[comp.ai.neural-nets] Re. Using NN to combine multiple knowledge sources

danforth@riacs.edu (Douglas G. Danforth) (07/14/89)
Kai-Fu Lee writes ...

>I am interested in NN approaches to combine multiple knowledge sources in a
>classification task.  Each knowledge source produces a score vector for the
>categories, and NN is trained with data containing these score vectors, and
>the correct answer.
>
>Please send any references to me, or post them on this newsgroup.
>
>Thanks,
>Kai-Fu Lee
>kfl@speech2.cs.cmu.edu


     One approach is to use a Sparse Distributed Memory (SDM) (Kanerva, 1988)
where the total input information is mapped into a single large bit vector,
e.g. 256 bits or larger.  At this point 2 different techniques can be used:

(1) The "correct answer" is part of the bit vector and the memory is run
    in auto-associative mode.  That is, for training, the input pattern is X
    and the output pattern is X where X contains the correct answer and the
    score vectors. For recognition the input pattern is X0 (where the correct
    answer bits are unknown and are set randomly).  The output is then X1 where
    now some of the bits in the correct answer have been "completed".  Cycle
    the output back into the input until convergence, i.e.  Xt=Xt+1 or no
    convergence (which can be detected for t>4).
    If X0 was "sufficiently close" to some previously stored X then convergence
    will take place.  The conditions for "close" are specified in Kanerva's book.
    Note that if the number of bits allocated to the "correct answer" is too
    large then convergence can not be guarenteed.  This is usually not the
    case since the size of the score vectors dominate the correct answer size.

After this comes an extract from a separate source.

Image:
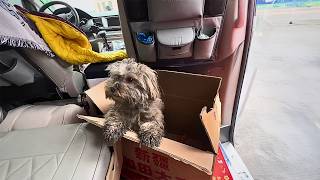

(2) Operate the memory in hetero-associative mode where the input is X and
    contains only the score vectors (coded as binary vectors on, say a
    temperature scale).  The output is then Y, the "correct answer", also
    encoded as a binary vector.  In this case only a 1-step recognition
    process is used.  If the correct answer takes on only a small number of
    values (say 16 bits worth) then an error correction scheme can be used
    by encoding the correct answer in Y using, say, 256 bits.  This spreads
    or separates the data so that any errors in the reconstruction of Y
    can be "corrected", i.e Y' is in error for some of the bits but is close
    to a previously written Y value.  This second correction scheme can be
    performed by a second SDM running in auto-associative mode where it has
    been trained with Y as input and Y as output.  Again iteration is performed
    on the second memory until convergence or non-convergence (t>4 approx).


Notice that nothing special has been said about the structure of the score vectors.
Their encodings need only satisfy the condition that 2 vectors that are "close" in 
the raw data form are still "close" in their binary encoded form (Hamming distance 
metric).  This combining and blending of knowledge is well described in chapter
10, The Organization of an Autonomous Learning System, of Kanerva's book:


Kanerva, P. 1988. "Sparse Distributed Memory", Cambridge, MA. MIT Press.



     Douglas G. Danforth
     RIACS M/S 230-5
     NASA Ames Research Center
     Moffett Field, CA 94035
     danforth@riacs.edu